In a recent interview, Palmer talked through two recent examples of how NMR spin relaxation is such a powerful technique for applying to biological problems in the study of protein dynamics and chemical kinetic processes.
In one study, Palmer and colleague, Dr Ying Li, used NMR spin relaxation to demonstrate an important mechanism underlying the dimerization of E-cadherin, a key cell adhesion molecule. The research showed that an X-dimer was essential to the dimerization process and for setting the time scale for the function of E-cadherin.
In another study, Palmer together with Dr Michelle Gill and colleagues, used a combination of NMR spin relaxation and fluorescence techniques to study the enzymatic mechanism of the DNA repair enzyme AlkB. They revealed a set of conformational changes in the dynamics of AlkB that control the pathway this protein follows in order to function.
“Both of these projects illustrate the power of NMR spectroscopy in probing dynamic properties and proteins which we believe underline most of their functions,” says Palmer.

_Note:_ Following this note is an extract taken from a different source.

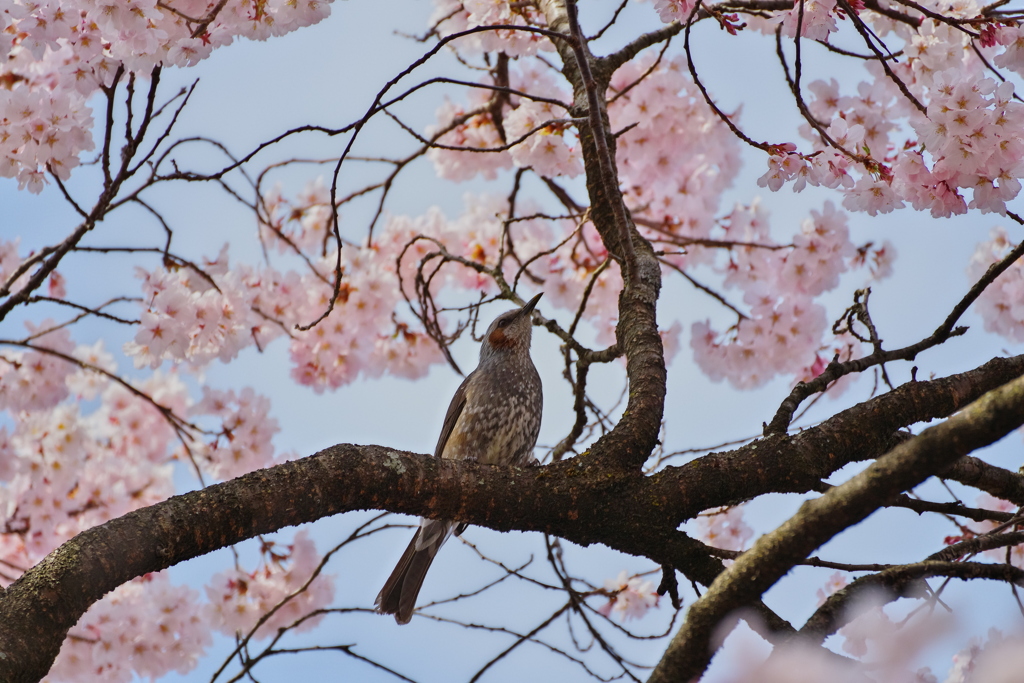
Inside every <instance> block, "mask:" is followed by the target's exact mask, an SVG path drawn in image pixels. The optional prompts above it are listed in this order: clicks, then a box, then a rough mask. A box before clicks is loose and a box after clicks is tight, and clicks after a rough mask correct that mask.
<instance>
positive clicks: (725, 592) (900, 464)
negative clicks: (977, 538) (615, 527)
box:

One major focus of Palmer’s work is researching new techniques for use in NMR spin relaxation, research that has been driven by access to state-of-the-art technology, magnets, probes and consoles that the scientists use for everything they do.
Now, many other researchers are using some of the techniques Palmer and his colleagues have developed, but as far as the team’s own applications are concerned, they believe the most important contribution has been demonstrating the importance of measuring protein dynamics and conformational disorder. They say such analysis can lead to an in-depth understanding of the mechanisms behind protein function and therefore malfunction, in disease and other pathological states.
Palmer expects that the increasingly higher magnetic field strengths that are being achieved as technology advances, will open up even more opportunities in the future, as the threshold extends to as high as 1 gigahertz and beyond. He also emphasises the importance of sensitivity. Invariably, the most key biological systems are the least stable ones with the lowest solubility and the more quickly high quality data can be obtained, the greater likelihood there will be of successfully probing these systems. The continued development of highly sensitive probes and receivers is therefore also crucial, says Palmer.